Of course, this was all just classic Giles preamble for another review, which was a disastrous lunch at Ave Mario, from the French Big Mamma chain that “hit London a couple of years ago with two huge smashes, Gloria and Circolo Popolare”. He’d avoided those two, but took the family along to Ave Mario on the last day of the holidays.

The children were “awed to a hush” by the “stonking room”, but they only got to walk through it on the way to their table, in “a low-ceilinged half-basement, pinched between the loos and the till”. The food was “all minging”, so they paid by QR code, left, and “went across the road to Five Guys”. (0/30)

*****

The Scotsman

Gaby Soutar reviewed The Palmerston, an Edinburgh newcomer, in a former Royal Bank of Scotland building, from ex-Harwood Arms GM James Snowdon and ex-Spring chef Lloyd Morse; even before she’d been, Gaby was recommending it to friends – “all the positive signs were there”.

It’s an “all-day restaurant and bakery” with a menu that’s “classic, but with the occasional twist”; GAby’s meal started with a “grown-up” cocktail and “magnificent” sourdough, and ended with a roast hazelnut and black fig tart made her “swoon”. (“I probably don’t have the words to describe how much I loved it.”)

“There’s something about The Palmerston that’s like a collision between old fashioned and new fangled… it’s quite exciting.”

*****

And also…

Tim Hayward in The Financial Times introduced us to The Parlour, on a farm in Dorset, which he declared “an absolute Oscar-winner” of a restaurant; “‘I obviously wasn’t going to resist fat strips of crisp grilled pork belly with peperonata and ’nduja aioli, in heroic portions.
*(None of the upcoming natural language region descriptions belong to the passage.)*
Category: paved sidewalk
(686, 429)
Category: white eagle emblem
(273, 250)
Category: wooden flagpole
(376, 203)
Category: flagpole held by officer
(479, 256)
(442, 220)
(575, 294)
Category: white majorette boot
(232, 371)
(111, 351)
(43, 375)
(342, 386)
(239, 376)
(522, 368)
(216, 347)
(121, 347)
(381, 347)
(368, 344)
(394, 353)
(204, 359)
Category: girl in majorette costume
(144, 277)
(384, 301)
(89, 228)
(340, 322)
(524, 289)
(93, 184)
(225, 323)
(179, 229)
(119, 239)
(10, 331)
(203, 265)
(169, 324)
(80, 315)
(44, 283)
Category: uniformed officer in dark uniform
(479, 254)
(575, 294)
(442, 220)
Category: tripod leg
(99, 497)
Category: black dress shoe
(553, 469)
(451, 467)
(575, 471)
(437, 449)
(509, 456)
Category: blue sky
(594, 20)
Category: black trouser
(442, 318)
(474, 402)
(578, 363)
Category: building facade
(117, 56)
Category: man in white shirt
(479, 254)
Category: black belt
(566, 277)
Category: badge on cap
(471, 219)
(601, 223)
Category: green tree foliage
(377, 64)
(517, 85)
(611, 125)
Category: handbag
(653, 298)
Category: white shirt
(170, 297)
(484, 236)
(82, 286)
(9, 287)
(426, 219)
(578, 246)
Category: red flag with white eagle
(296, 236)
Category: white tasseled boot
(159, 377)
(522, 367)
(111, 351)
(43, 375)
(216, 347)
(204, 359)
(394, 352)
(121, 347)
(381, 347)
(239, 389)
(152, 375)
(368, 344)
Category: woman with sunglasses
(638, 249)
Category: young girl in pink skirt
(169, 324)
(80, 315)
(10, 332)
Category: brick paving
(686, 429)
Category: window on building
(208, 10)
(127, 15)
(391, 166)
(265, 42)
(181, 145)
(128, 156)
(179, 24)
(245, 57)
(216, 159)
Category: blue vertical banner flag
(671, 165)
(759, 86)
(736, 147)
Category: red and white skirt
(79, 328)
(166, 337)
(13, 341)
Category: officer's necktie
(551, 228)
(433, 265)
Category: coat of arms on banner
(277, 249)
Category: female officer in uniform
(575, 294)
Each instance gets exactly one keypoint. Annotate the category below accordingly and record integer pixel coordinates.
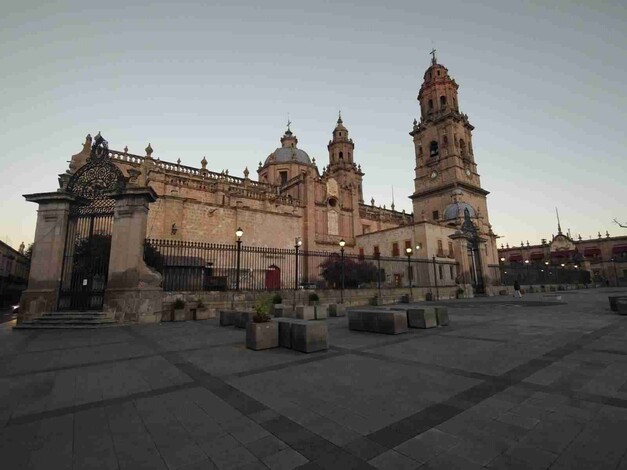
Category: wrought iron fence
(196, 266)
(538, 274)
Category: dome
(288, 154)
(456, 209)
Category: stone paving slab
(510, 383)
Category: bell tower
(341, 164)
(443, 144)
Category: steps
(68, 320)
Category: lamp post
(418, 246)
(238, 233)
(297, 243)
(408, 250)
(342, 243)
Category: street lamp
(408, 250)
(238, 233)
(418, 246)
(297, 243)
(342, 244)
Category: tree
(355, 272)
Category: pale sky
(542, 82)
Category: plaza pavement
(510, 384)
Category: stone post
(46, 266)
(133, 292)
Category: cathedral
(292, 200)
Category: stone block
(355, 321)
(321, 312)
(613, 301)
(243, 318)
(227, 317)
(308, 336)
(422, 317)
(262, 335)
(441, 314)
(305, 312)
(285, 332)
(391, 322)
(337, 310)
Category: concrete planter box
(179, 314)
(262, 335)
(441, 314)
(613, 301)
(337, 310)
(321, 312)
(243, 318)
(227, 317)
(422, 317)
(309, 336)
(305, 312)
(391, 322)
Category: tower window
(433, 149)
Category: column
(134, 292)
(46, 267)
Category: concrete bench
(337, 310)
(305, 312)
(441, 314)
(613, 301)
(422, 317)
(302, 335)
(391, 322)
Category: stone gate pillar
(133, 292)
(42, 293)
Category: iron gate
(90, 224)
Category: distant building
(604, 256)
(13, 274)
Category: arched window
(433, 149)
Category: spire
(559, 228)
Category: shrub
(262, 309)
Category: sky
(542, 82)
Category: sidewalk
(511, 383)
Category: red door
(273, 278)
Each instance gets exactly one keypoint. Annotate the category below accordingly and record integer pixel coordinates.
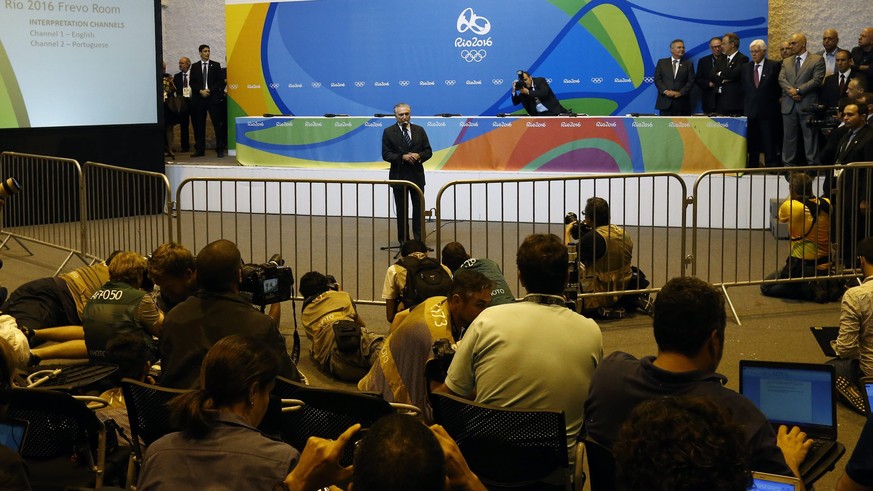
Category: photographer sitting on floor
(340, 345)
(604, 253)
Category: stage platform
(515, 144)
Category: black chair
(325, 413)
(507, 448)
(601, 466)
(65, 444)
(148, 414)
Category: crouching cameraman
(604, 253)
(340, 345)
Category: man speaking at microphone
(405, 146)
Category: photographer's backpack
(425, 278)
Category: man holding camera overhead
(536, 96)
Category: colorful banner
(514, 144)
(448, 56)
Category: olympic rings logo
(472, 55)
(469, 21)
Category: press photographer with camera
(341, 346)
(605, 255)
(216, 311)
(536, 96)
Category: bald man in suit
(674, 78)
(801, 76)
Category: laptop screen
(770, 482)
(793, 394)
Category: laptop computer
(761, 481)
(795, 394)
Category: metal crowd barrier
(733, 232)
(343, 228)
(126, 209)
(49, 208)
(490, 219)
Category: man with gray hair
(800, 79)
(760, 82)
(406, 147)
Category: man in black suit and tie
(536, 96)
(729, 92)
(674, 78)
(855, 202)
(800, 78)
(760, 82)
(206, 88)
(835, 86)
(182, 82)
(707, 68)
(405, 146)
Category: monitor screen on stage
(78, 63)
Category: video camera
(581, 227)
(824, 117)
(519, 84)
(9, 187)
(267, 283)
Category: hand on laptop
(794, 446)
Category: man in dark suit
(800, 79)
(729, 92)
(536, 96)
(760, 82)
(406, 147)
(834, 87)
(674, 78)
(182, 82)
(855, 202)
(206, 88)
(707, 68)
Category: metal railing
(49, 210)
(299, 219)
(126, 209)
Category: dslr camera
(519, 83)
(581, 227)
(267, 283)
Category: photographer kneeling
(604, 254)
(340, 345)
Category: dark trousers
(198, 121)
(402, 195)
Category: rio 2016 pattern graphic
(353, 57)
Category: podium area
(583, 144)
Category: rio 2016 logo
(478, 25)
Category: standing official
(207, 85)
(760, 81)
(707, 68)
(729, 96)
(406, 147)
(674, 78)
(182, 82)
(800, 79)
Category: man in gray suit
(801, 76)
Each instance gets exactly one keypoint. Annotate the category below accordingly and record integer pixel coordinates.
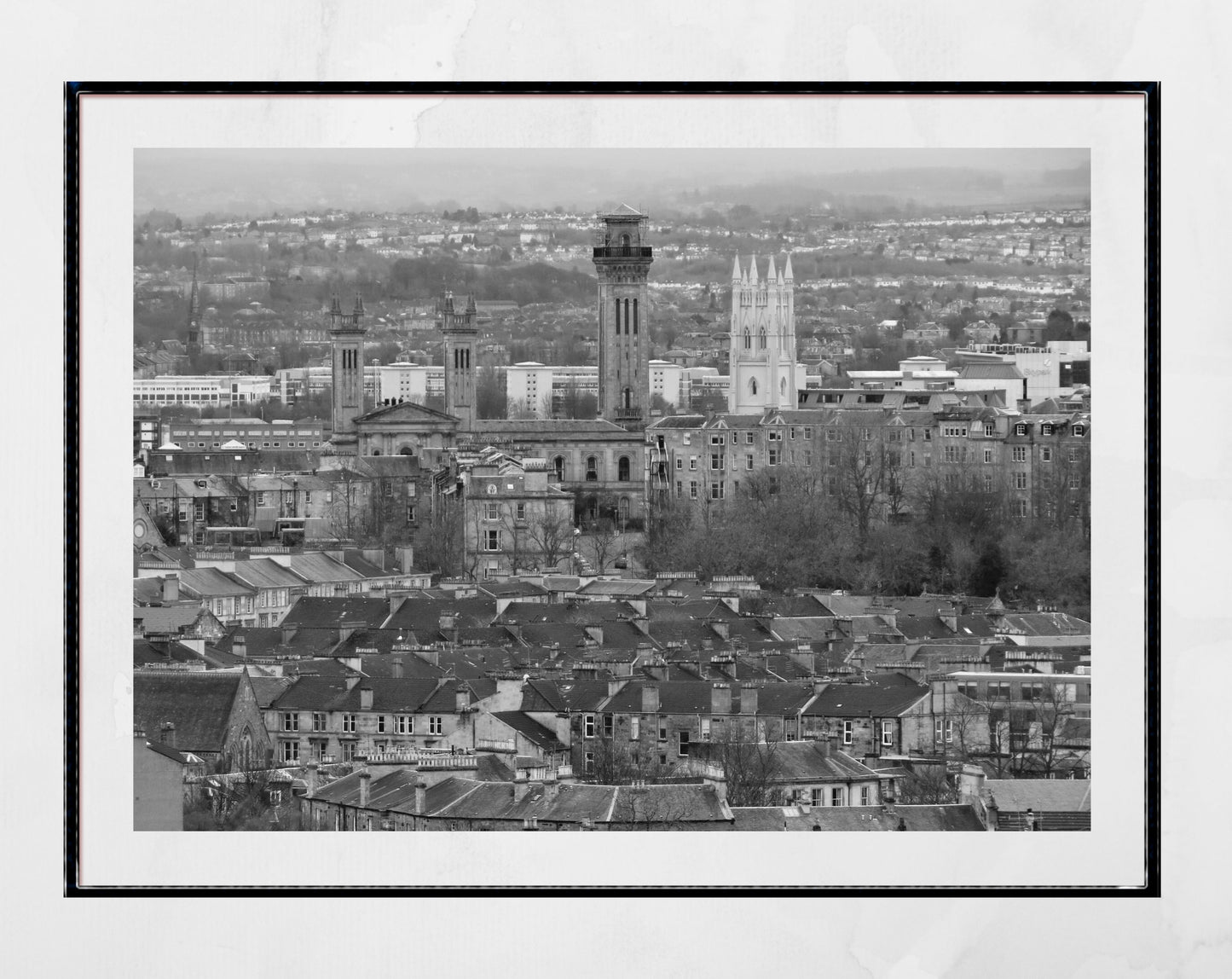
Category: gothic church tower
(460, 340)
(622, 263)
(763, 345)
(346, 340)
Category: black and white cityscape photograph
(611, 490)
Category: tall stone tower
(622, 263)
(346, 339)
(763, 345)
(194, 343)
(460, 342)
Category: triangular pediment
(408, 414)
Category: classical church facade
(763, 367)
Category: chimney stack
(650, 699)
(749, 700)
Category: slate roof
(1041, 794)
(210, 582)
(695, 698)
(199, 704)
(858, 819)
(168, 619)
(859, 700)
(310, 611)
(263, 572)
(530, 729)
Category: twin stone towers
(763, 338)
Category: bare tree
(551, 536)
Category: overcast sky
(252, 180)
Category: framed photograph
(668, 458)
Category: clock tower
(622, 263)
(346, 339)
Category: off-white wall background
(1187, 934)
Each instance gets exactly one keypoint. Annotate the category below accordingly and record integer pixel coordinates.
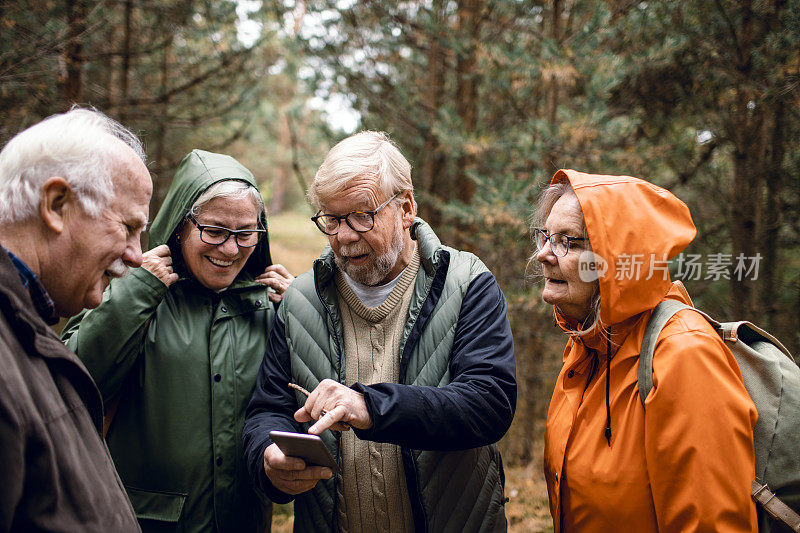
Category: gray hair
(81, 145)
(230, 188)
(547, 199)
(368, 153)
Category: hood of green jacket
(196, 173)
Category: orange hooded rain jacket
(685, 463)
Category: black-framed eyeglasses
(359, 221)
(559, 243)
(217, 235)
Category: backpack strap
(774, 506)
(661, 315)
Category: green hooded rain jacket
(183, 362)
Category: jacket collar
(39, 340)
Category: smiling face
(216, 266)
(379, 255)
(101, 248)
(563, 286)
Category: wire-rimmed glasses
(217, 235)
(559, 243)
(359, 221)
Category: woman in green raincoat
(175, 348)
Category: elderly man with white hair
(74, 197)
(399, 338)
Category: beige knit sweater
(373, 494)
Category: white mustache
(353, 249)
(117, 269)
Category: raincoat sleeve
(271, 407)
(108, 339)
(477, 406)
(699, 432)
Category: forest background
(486, 98)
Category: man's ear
(57, 200)
(409, 209)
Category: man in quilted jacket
(406, 350)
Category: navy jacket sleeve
(477, 406)
(271, 408)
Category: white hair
(81, 145)
(230, 188)
(368, 153)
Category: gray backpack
(772, 379)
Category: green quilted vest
(450, 491)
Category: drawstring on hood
(608, 387)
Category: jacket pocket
(156, 505)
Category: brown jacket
(55, 471)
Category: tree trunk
(72, 58)
(433, 179)
(162, 180)
(125, 69)
(467, 109)
(280, 180)
(748, 175)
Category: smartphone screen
(309, 448)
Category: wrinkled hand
(290, 474)
(343, 408)
(278, 278)
(158, 262)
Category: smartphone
(309, 448)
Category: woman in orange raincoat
(685, 463)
I mean, who could?”

Also in The FT’s How To Spend It, an interview with Jesus Adorno, “legendary maître d’ of Le Caprice, on why he made the move to Brown’s Hotel”.

*****

It’s a tough job, but someone’s got to do it. William Sitwell in The Telegraph reviewed The Vineyard at Stockcross, and had a “near-perfect” meal, apart from a few decorative grains that he wasn’t supposed to eat. (****)

*****

The Birmingham Mail reported on the “raunchy” hoardings promising £45k salaries to the head chef at the forthcoming Albert’s Schloss (sister to the Manchester original), which will open in the Paradise development in November.